19 İki altın halka yaparak göğüslüğün alt iki köşesine, efoda bitişik iç kenarına taktılar.
Eles fizeram dois anéis de ouro, e os colocaram nas duas extremidades do peitoral, em sua borda, que estava voltada para o lado do éfode, para dentro.
20 İki altın halka daha yaparak efodun önündeki omuzluklara alttan, dikişe yakın, ustaca dokunmuş şeridin yukarısına taktılar.
Eles fizeram mais dois anéis de ouro, e os colocaram nas duas alças do éfode, embaixo, em sua frente, perto por seu acoplamento, acima da habilmente tecida faixa do éfode.
21 Göğüslüğün halkalarıyla efodun halkalarını lacivert kordonla birbirine bağladılar. Öyle ki, göğüslük efodun ustaca dokunmuş şeridinin yukarısında kalsın ve efoddan ayrılmasın. Tıpkı RAB'bin Musa'ya buyurduğu gibi yaptılar.
Eles amarram a couraça por seus anéis aos anéis do éfode com uma renda azul, para que ela pudesse estar sobre a habilmente tecida faixa do éfode, e para que a couraça não se soltasse do éfode, como Yahweh ordenou a Moisés.
22 Efodun altına giyilen kaftanı ustaca dokunmuş salt lacivert iplikten yaptılar.
Ele fez o manto do éfode do trabalho tecido, todo de azul.

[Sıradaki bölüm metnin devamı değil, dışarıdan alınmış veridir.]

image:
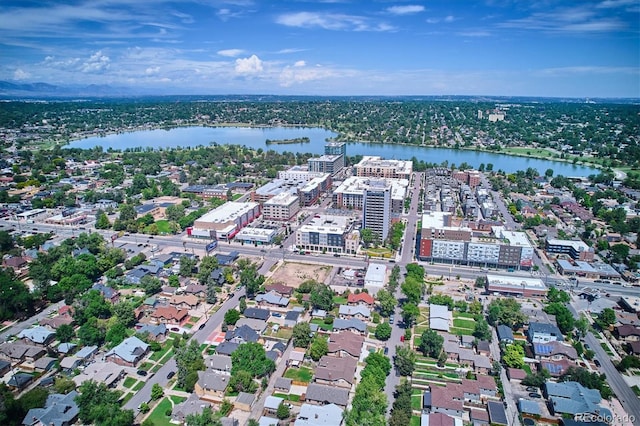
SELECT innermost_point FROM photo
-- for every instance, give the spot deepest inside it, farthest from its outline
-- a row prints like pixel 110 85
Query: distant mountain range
pixel 37 90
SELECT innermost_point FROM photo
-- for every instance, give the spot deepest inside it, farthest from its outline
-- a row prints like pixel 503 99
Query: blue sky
pixel 561 48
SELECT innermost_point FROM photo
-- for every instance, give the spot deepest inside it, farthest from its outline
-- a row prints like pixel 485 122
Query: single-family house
pixel 185 301
pixel 505 334
pixel 169 315
pixel 336 371
pixel 361 312
pixel 110 294
pixel 352 324
pixel 361 298
pixel 257 325
pixel 193 405
pixel 320 415
pixel 39 336
pixel 211 385
pixel 257 313
pixel 244 401
pixel 271 404
pixel 324 395
pixel 543 333
pixel 128 353
pixel 281 289
pixel 345 344
pixel 242 334
pixel 59 410
pixel 218 363
pixel 155 332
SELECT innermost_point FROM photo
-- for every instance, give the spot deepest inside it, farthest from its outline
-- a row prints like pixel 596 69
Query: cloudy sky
pixel 575 48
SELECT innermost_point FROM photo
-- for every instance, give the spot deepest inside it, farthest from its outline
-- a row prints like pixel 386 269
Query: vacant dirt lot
pixel 292 274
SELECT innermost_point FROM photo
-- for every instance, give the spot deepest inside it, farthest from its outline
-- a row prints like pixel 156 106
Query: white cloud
pixel 250 65
pixel 98 62
pixel 331 21
pixel 232 53
pixel 20 74
pixel 405 10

23 Ortasında baş geçecek kadar bir boşluk bıraktılar. Yırtılmaması için boşluğun kenarlarını yaka gibi dokuyarak çevirdiler.

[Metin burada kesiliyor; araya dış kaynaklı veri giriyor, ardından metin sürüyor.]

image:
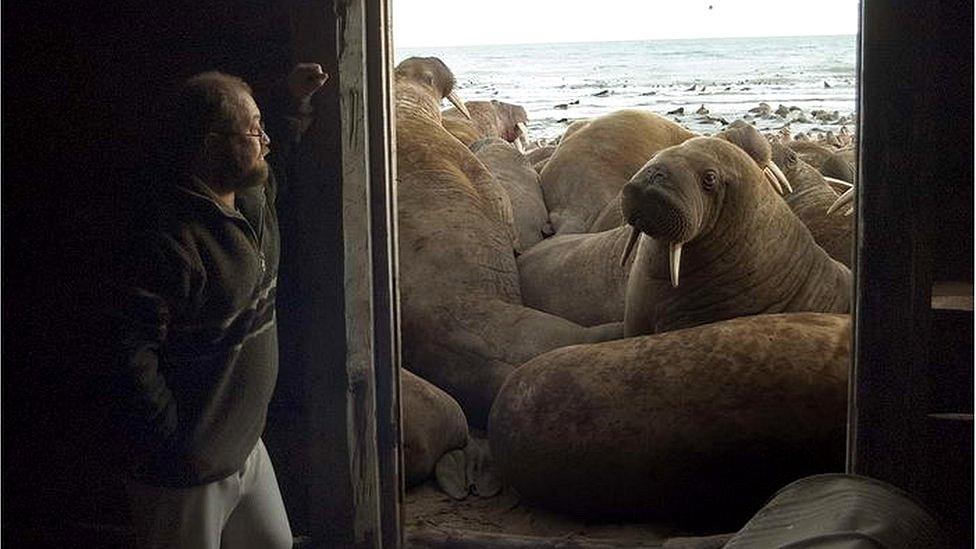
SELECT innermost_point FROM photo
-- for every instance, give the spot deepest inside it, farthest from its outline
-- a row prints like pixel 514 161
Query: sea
pixel 700 83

A abertura do manto no meio dele foi como a abertura de um casaco de correio, com uma encadernação ao redor de sua abertura, que não deveria ser rasgado.
24 Kaftanın kenarını lacivert, mor, kırmızı iplikle, özenle dokunmuş ince ketenden nar motifleriyle bezediler.
Eles fizeram nas saias do manto romãs de linho azul, roxo, escarlate e torcido.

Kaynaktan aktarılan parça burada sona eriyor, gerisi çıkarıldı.